STANDARDS FOR APPLYING THE NURSING PROCESS FOR LPNs

[This section covers the OAC 4723-4-08, Standards for applying the nursing process as a licensed practical nurse.]

Licensed practical nurses contribute to the nursing process as set forth in division (F) of section 4723.01 of the ORC and rules of the board. The steps of the nursing process are cyclic in nature, so that the patient’s changing status affects the action of nurses as they assess, plan, implement, and evaluate the patient’s status. The LPN collaborates, as appropriate, with the patient, family, significant others, and members of the healthcare team. The licensed practical nurse shall use the following standards for applying the nursing process.

Assessment

The LPN contributes to the nursing assessment of a patient. In an accurate and timely manner, LPNs collect and document objective and subjective data related to the patient’s health status and report the data to the directing registered nurse or healthcare provider and other members of the healthcare team. The subsequent analysis and reporting of this data, however, is not part of the LPN’s role.

Planning

In an accurate and timely manner, LPNs contribute to the development, maintenance, or modification of the nursing component of the care plan and communicate the nursing care plan and all modifications of the plan to appropriate members of the healthcare team.

Implementation

Licensed practical nurses implement the nursing care plan in an accurate and timely manner as follows:

  • Provide nursing interventions
  • Collect and report patient data as directed
  • Administer medications and treatments prescribed by an authorized individual
  • Provide basic nursing care at the direction of an RN, advanced practice registered nurse, or licensed physician, dentist, optometrist, chiropractor, or podiatrist
  • Collaborate with other nurses and members of the healthcare team
  • Delegate tasks as directed, including medication administration, only in accordance with the OAC (see also “Delegation Guidelines” earlier in this course)

Evaluation

In an accurate and timely manner, LPNs contribute to the evaluation of patient responses to nursing interventions, document and communicate patient responses to nursing interventions to appropriate members of the healthcare team, and contribute to the reassessment of the patient’s health status and to modifications of any aspect of the nursing plan of care.

CASE
Nursing Process

Jeffrey is a registered nurse supervising the care for Henry, who is one day post total hip replacement. This afternoon Judy, the LPN providing direct nursing care for Henry, reports to Jeffrey that Henry has developed chest discomfort and shortness of breath. Jeffrey gathers data that includes Henry’s appearance, vital signs, oxygen saturation, heart sounds, and breath sounds (assessment).

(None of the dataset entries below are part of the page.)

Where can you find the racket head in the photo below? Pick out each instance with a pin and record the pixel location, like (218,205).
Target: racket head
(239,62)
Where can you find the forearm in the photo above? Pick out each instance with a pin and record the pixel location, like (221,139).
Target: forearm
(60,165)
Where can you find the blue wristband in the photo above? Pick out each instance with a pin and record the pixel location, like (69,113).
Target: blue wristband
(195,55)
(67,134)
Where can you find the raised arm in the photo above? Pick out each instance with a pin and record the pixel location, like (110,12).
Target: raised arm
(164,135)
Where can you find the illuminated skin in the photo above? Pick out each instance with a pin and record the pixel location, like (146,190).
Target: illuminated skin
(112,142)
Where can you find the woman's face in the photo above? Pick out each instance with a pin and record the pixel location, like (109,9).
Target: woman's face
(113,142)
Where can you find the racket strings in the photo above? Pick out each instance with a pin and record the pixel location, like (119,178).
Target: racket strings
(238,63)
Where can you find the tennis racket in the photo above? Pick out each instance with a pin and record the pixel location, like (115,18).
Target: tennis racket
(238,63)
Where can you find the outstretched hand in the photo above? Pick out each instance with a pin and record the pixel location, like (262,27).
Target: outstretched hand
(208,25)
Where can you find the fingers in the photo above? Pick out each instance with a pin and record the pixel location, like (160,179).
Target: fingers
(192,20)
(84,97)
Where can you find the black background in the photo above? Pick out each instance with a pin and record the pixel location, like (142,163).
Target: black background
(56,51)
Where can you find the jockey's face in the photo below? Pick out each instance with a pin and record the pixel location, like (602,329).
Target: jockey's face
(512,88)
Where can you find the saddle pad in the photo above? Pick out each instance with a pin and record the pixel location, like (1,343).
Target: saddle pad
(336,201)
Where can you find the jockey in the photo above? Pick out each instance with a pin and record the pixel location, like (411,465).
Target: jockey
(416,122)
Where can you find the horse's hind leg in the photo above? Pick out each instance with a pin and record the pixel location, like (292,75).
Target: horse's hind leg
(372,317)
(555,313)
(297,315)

Jeffrey then analyzes the collected data, determines Henry has impaired gas exchange (nursing diagnosis), and contacts the physician to report the findings and receive direction (analysis/reporting).

Jeffrey and Judy together modify Henry’s nursing care plan to reflect the care required of a patient with either a suspected pulmonary or fat embolism. The plan includes measures to address Henry’s chest discomfort and shortness of breath (planning). They communicate the plan of care to other members of the nursing team.

Judy carries out the modified nursing care plan, providing direct patient care and/or delegating nursing tasks to other members of the team as needed (implementation).

Throughout the day, Jeffrey and Judy evaluate Henry’s status frequently and find that Henry’s chest discomfort and dyspnea are improving (evaluation).